Michael Landon arrived in Los Angeles at age 19 and immediately started landing roles as tortured outcasts and juvenile delinquents, such as the gay-vague protagonist in I Was a Teenage Werewolf (1957). He also cut some teen idol records and posed for innumerable beefcake shots before landing the role of Little Joe, youngest of the three sons of widowed rancher Ben Cartwright (Lorne Green) on Bonanza in 1959.
When Bonanza finally ended in 1973, Landon had acquired a reputation as a stable, solid, and "wholesome," a conservative remedy to the endless sexual innuendo found elsewhere on prime time.

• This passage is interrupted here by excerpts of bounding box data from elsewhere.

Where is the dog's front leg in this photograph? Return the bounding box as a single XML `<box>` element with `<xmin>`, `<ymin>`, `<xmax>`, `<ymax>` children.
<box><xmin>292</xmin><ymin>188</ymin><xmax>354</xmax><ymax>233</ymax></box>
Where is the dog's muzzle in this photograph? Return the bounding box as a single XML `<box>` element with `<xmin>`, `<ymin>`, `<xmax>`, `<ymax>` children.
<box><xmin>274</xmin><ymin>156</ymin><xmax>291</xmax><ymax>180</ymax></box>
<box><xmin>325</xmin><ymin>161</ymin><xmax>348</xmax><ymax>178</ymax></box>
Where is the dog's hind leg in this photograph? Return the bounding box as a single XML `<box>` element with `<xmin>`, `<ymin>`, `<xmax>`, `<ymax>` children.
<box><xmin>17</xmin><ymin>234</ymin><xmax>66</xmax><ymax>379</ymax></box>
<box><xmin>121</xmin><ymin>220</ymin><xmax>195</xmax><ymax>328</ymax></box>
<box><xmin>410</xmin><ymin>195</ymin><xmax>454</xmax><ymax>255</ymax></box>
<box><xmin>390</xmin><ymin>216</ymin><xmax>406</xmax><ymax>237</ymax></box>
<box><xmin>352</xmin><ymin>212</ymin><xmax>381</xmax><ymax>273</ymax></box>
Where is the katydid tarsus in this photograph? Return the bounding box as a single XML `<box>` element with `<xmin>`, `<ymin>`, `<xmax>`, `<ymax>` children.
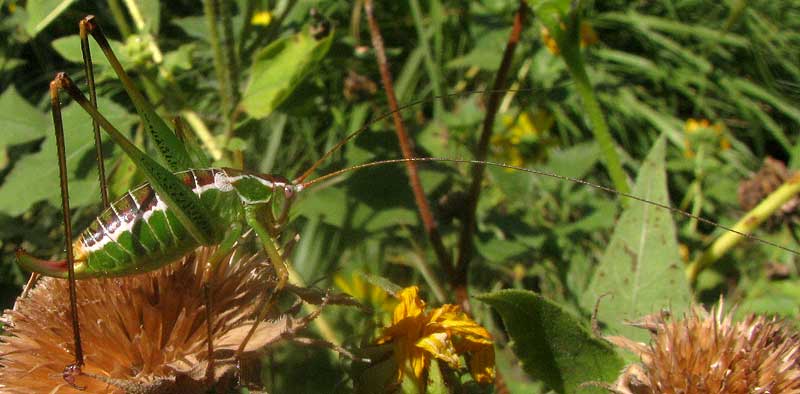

But his next series, Little House on the Prairie (1974-83), was not exactly conservative. It offered cynicism, backstabbing, contemporary social issues -- and an endless supply of beefcake. According to Alison Arngrim, who played the bitchy Nellie Oleson, Michael Landon was quite aware of the program's gay male fans, and catered to them by mandating that the cute guys on the show often appear shirtless -- and engage in some buddy-bonding plotlines.
Never far from a tv screen, Landon continued after Little House with Highway to Heaven (1983-89), about a wayfaring angel who displays little heterosexual interest and travels with a male companion (Victor French).
He was in declining health, but he lived until 1991, long enough to express his support of his gay son, 16-year old Christopher.